The kill comes weeks after a separate massive die-off of diamondback terrapin turtles, which has also been linked to toxic shellfish likely caused by the algae — also known as red or brown tide.
Mr. Gobler said oxygen levels in the Peconic Estuaries began dropping Wednesday night as the algae became more dense. By Friday, readings from the County Road 105 bridge showed zero oxygen in the water for the fish to breathe.
When a school of bunker swam into this “dead zone,” they suffocated and died, he said. There have been reports of thousands of the dead bunker washing up along town and private beaches.

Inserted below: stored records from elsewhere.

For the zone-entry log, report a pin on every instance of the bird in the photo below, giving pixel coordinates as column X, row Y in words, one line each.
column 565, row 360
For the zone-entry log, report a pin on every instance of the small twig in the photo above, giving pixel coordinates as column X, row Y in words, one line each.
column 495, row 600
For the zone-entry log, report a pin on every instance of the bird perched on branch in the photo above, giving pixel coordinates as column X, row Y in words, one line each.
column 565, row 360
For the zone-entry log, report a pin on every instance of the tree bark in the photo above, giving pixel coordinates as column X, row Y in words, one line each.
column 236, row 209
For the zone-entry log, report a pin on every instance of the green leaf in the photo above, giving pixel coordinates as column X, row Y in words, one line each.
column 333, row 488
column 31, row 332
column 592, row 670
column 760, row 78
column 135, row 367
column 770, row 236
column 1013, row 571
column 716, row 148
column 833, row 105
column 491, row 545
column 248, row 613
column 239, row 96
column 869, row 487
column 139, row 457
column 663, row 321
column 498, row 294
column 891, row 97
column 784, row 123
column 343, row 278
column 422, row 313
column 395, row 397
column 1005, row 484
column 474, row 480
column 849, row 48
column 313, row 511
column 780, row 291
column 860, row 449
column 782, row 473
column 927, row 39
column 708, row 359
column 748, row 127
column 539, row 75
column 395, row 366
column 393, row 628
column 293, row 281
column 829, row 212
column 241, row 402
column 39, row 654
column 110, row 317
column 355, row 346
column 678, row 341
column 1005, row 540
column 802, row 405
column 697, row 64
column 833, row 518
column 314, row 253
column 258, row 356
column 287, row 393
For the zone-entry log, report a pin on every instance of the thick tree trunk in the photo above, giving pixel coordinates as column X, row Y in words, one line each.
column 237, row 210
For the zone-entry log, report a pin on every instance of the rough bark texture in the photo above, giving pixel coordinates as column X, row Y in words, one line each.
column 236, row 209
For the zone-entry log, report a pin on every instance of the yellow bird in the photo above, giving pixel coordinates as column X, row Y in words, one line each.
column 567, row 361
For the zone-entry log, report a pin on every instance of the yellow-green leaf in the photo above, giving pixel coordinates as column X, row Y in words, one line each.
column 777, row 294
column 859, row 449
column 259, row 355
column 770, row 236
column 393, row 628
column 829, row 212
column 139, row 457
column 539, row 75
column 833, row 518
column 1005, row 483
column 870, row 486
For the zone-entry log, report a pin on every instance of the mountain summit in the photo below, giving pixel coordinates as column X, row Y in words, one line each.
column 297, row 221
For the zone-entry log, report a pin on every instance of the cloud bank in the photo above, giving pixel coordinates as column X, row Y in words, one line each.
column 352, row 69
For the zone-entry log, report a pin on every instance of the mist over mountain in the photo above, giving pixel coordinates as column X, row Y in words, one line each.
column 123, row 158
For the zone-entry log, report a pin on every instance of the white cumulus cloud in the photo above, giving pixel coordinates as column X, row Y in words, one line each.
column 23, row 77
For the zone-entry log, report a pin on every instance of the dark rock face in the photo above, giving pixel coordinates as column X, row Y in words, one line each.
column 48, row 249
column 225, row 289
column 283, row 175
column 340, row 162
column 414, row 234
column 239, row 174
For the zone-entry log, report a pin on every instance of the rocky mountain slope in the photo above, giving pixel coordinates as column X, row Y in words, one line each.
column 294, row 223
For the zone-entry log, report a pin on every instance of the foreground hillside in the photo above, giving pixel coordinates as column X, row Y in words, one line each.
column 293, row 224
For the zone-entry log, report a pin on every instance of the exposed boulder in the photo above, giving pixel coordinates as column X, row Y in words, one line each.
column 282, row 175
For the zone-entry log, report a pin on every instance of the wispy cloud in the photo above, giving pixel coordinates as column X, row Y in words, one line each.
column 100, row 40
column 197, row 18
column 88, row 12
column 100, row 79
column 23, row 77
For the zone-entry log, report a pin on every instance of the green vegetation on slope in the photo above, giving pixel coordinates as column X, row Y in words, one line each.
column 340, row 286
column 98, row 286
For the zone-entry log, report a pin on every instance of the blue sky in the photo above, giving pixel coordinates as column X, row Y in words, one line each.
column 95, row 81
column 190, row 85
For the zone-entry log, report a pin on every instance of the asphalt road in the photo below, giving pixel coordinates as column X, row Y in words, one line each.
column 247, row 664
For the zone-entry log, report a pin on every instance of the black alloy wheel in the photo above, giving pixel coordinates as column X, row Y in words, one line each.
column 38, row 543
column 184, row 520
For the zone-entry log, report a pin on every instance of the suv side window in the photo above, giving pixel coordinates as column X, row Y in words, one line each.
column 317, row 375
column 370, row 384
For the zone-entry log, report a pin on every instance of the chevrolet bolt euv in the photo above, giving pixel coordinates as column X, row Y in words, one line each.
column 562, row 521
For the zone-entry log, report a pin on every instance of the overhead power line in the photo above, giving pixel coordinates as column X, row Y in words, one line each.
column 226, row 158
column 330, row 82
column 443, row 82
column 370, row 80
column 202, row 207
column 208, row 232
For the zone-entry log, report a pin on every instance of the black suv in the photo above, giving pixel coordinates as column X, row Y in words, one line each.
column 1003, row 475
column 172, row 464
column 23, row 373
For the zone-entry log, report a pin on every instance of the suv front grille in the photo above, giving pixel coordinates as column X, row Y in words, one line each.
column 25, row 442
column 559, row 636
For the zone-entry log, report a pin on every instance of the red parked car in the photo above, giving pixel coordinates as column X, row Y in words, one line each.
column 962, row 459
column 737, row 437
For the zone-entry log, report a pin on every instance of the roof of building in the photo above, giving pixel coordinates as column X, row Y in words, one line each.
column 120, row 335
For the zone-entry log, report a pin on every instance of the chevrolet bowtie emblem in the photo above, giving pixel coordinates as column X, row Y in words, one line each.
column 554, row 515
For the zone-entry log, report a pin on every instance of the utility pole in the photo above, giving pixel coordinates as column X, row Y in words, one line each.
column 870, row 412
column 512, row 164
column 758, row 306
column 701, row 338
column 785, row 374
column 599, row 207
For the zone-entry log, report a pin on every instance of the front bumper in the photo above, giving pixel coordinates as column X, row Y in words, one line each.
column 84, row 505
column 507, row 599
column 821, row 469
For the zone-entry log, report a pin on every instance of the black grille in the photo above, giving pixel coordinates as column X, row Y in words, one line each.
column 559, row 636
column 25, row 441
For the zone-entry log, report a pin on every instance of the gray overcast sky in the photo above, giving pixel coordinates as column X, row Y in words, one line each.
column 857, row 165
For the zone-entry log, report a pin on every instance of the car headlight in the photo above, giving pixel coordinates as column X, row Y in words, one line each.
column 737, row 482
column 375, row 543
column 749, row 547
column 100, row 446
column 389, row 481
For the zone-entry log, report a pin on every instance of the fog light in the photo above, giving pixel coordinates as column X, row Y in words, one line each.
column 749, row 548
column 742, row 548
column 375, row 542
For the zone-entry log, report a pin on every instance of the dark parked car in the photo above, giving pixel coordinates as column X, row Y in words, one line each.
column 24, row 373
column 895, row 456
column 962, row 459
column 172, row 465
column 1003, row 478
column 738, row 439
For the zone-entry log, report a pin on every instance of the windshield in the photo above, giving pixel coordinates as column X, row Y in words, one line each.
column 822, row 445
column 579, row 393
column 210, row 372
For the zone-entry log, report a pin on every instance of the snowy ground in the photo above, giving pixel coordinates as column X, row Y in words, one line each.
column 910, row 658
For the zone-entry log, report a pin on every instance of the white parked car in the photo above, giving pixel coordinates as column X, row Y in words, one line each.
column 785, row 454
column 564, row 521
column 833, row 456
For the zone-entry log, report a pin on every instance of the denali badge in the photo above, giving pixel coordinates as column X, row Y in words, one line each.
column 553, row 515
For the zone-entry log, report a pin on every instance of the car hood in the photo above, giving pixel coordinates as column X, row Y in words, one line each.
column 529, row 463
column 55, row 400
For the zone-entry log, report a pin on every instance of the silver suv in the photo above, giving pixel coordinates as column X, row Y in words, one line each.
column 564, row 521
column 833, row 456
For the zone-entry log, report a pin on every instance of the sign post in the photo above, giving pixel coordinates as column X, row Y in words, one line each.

“This is a pretty remarkable size fish kill,” Mr. Gobler noted. “There were fished piled on top of each other on the shoreline.”
Mr. Walter said that may pose a public safety hazard. While the town is working with the state Department of Environmental Conservation, Mr. Walter said they’ll need to dispose of the dead fish somehow.
Ideally, the fish would be cleaned up and moved to the Brookhaven landfill, if the DEC allows that, he said. Otherwise, Mr. Walter said he may declare a town-wide state of emergency to clean up the fish and bury them at the town’s own waste facility.
“We’re ready to take action, we just don’t know what action we’re going to take,” Mr. Walter said. “The next 24 hours will tell.”
While the town waits for DEC approval, Mr. Walter said local boat captains have been contacted to round up bunker in the Peconic Estuary before they continue to die off.
Nate Phillips, a commercial fisherman from Greenport, is one of those boat captains. Normally, fishermen are only allowed to take a certain quota of bunker, which are used by lobstermen and other fishermen as bait. Mr. Phillips said those restrictions may be voided during this crisis.
“Obviously, the ultimate goal is to get it cleaned up before they all die,” he said. “When they die they’re a terrible, stinky mess.”
Mr. Phillips told the News-Review he was rounding up a group of fishermen — as many as five or six boats — to harvest the fish using haul seines, scoop nets, or “basically whatever we can get them with.”
The harvest could begin as early as Saturday night.
Mr. Gobler said fish kills are not unusual, but they’re not seen as often in other parts of Long Island where the bunker group together to spawn.
“There’s very few places on Long Island where oxygen levels are going to zero for multiple hours,” he said. “That’s not normal.”
Mr. Gobler said nitrogen runoff likely fed this specific algal bloom, nicknamed “mahogany tide.” Shallow creeks and tributaries of the river are especially vulnerable to algae blooms because the nitrogen gets concentrated in one area.
Historically, the Peconic Estuary has had relatively low oxygen levels to begin with, Mr. Gobler said. With these blooms moving in, the River will “probably have oxygen problems through the summer,” he said.
“It’s going to hit low and no oxygen levels throughout the summer,” he said. “But there may not be the equivalent fish kills because … the fish will sense the low oxygen levels and turn around.”